Chennai is really beautiful. I have enjoyed the food. I was among the first volunteers to come, and I was welcomed very well. I thought I would maybe experience racism and people looking at me but when I moved around it wasn’t like this. I went to a mall, went shopping, and went to visit street children in different communities of Chennai with the Amos Trust, visited the Karunalaya where we had cooking lessons and met children who I’m glad are also participating in the SCCWC. It was really amazing to see how I connected with people from different worlds. People wanted to take pictures with me.
There are parallels between these communities in Chennai and Uganda. People are really vulnerable, and I realised it’s not just Uganda where people are worse off. Street children share the same challenges and living conditions.
How did you hear about Street Child United and why did you get involved?
I heard through a friend who knew someone who had participated in Doha. I was interested, and I read about what they were doing to give a voice to street children who are not being seen. There is a way society looks at them, they don’t give them attention, it really touched by heart. I am very passionate about children. I contacted Street Child United and had a chat with Brian. He was very interested about what I do in Uganda, and then he said you will be part of us.
It’s close to what I do in Uganda which is mental health and psychosocial support with refugees. I wanted to see what happens on the other side of the world – is it the same?
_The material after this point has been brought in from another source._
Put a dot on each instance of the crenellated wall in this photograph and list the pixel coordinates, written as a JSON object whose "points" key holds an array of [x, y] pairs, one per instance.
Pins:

And also learn how to better my understanding of how they live and the challenges they go through, and also to meet the other facilitators.
What is your role?
I work in congress. It has been beyond my expectations. The sessions have been, I don’t know how to describe it, there is a way they have designed the programmes, long hour sessions, but the children are not bored. They are energised. The children are able to open up, they don’t feel the pressure of questions. You really have to be creative and make sure they don’t feel like it’s an interview. The sessions were designed in a way that the mood is always high and they can share experiences freely.
What is the best part of the Street Child Cricket World Cup?
The congress. I don’t know much about cricket. When I was by the pitch I was just beginning to learn about cricket and I couldn’t tell whether it’s a win or loss! But for congress, looking at the children share, come together, love, seeing the smiles. The late shows, the waterpark, seeing them enjoying and not being like ‘Hey, I’m a street child’. With the I am Somebody slogan, it was really portrayed in all that they were doing.
Do you think cricket will now become more popular in Uganda?
When I came here I didn’t know about the Ugandan team. I met them here. I think when I go back to Uganda I will have to get more engaged in their activities so that I can understand, or maybe even play cricket! I think it will become more popular. SCCWC is a global event. People in Uganda and other organisations that didn’t know how sports can help address mental health and challenges of children, I’m sure they are going to learn from the Ugandan team. I hope they will become interested in learning more.
What is your proudest achievement?
I have many! But one of them, the current one, is being able to make it to Chennai for the SCCWC. One thing I realised is that you need to get out of your comfort zone to know what you want. I had to save up and make sure I’m here. Going through all the processes without someone doing it for me. I am really proud of this.